Essiccazione in piano
Stendi le spighe su una griglia (non su carta: la carta rallenta la ventilazione). Meno professionale dell’appesa ma accettabile per piccole quantità. Gira le spighe ogni 2–3 giorni per un’essiccazione uniforme.
Come conservare il profumo
Il profumo della lavanda essiccata dura mediamente 1–2 anni in condizioni normali. Dura di più se: conservi i mazzetti in sacchetti di tela (non di plastica: la plastica accelera la degradazione degli oli), tieni al riparo dalla luce e dal calore, sfreghicci i fiori appena prima dell’uso per liberare gli oli ancora intrappolati nello strato superficiale. I sacchetti chiusi in armadio conservano il profumo più a lungo di quelli appesi all’aria aperta.

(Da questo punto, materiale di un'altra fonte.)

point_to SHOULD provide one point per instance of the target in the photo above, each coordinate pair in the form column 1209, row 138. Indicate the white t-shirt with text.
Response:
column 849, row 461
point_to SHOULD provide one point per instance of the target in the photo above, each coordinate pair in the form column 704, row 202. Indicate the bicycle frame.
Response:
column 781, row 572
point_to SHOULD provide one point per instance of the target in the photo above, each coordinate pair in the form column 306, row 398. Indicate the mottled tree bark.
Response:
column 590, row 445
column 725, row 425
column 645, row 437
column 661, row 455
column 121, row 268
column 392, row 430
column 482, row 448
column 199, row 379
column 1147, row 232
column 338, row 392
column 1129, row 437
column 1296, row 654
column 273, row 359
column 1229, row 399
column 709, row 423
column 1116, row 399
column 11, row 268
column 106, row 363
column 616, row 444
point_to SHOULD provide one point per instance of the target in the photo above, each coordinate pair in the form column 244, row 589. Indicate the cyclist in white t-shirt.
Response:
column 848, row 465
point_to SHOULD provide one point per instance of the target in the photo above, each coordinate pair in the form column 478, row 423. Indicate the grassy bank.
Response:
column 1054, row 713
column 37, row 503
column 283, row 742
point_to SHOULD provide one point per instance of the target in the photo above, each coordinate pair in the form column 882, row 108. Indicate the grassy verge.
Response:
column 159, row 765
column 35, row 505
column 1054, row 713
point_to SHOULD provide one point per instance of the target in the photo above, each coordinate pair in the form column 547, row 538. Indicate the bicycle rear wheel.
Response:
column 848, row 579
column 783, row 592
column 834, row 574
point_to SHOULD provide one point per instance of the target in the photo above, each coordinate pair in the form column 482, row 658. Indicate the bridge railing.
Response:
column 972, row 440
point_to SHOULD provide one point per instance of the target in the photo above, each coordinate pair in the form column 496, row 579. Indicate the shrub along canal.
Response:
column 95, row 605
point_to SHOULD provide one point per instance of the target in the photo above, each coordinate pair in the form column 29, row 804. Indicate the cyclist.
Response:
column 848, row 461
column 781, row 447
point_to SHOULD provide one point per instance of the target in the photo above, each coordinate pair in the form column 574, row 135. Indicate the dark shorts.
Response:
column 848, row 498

Usi della lavanda essiccata
Sacchetti anti-tarme: i composti della lavanda (linalolo, canfora) hanno un effetto repellente accertato su Tineola bisselliella (tarma della lana). Sostituisci i sacchetti ogni 12–18 mesi o sfreghicci per ravvivare.
Pot-pourri: mescola lavanda secca con petali di rosa, cedro o bucce di arancia essicate e 2–3 gocce di olio essenziale di lavanda per rinfrescare il profumo base.
In cucina: solo Lavandula angustifolia in quantità molto piccole (biscotti, miele, panna cotta). Il lavandino (× intermedia) è troppo canforato per uso culinario.

L’angolo spesso trascurato: la raccolta scala il profumo nel tempo
Se hai più di una pianta, raccogli in più riprese invece di tutto insieme. Raccogli la metà delle spighe alla prima apertura (profumo massimo), l’altra metà 2–3 settimane dopo (colore massimo). Il risultato è una lavanda essiccata con profumo più intenso della prima raccolta e colore più vivace della seconda.
Conclusione
Il segreto della lavanda essiccata è nel momento del taglio, non nell’essiccazione. Momento ottimale: 25–50% dei fiori aperti, mattina presto dopo la rugiada. Tecnica: steli il più lunghi possibile, taglio nel verde, elastico per legare. Essiccazione: appesa a testa in giù, buio, ventilato, 2–4 settimane. Conservazione: sacchetti di tela, lontano da luce e calore, 1–2 anni di profumo. Uso culinario: solo angustifolia, non lavandino. La lavanda raccolta al momento giusto profuma tutta la casa per mesi. Raccolta troppo tardi, è solo decorazione.
Domande frequenti
Quando si raccoglie la lavanda per essiccarla?
Quando il 25–50% dei fiori della spiga è aperto e il resto è ancora in boccio: è il momento di massima concentrazione degli oli. Al mattino presto (7–10) dopo che la rugiada è evaporata. Lega con elastico (non spago) e appendi a testa in giù in luogo buio e ventilato per 2–4 settimane.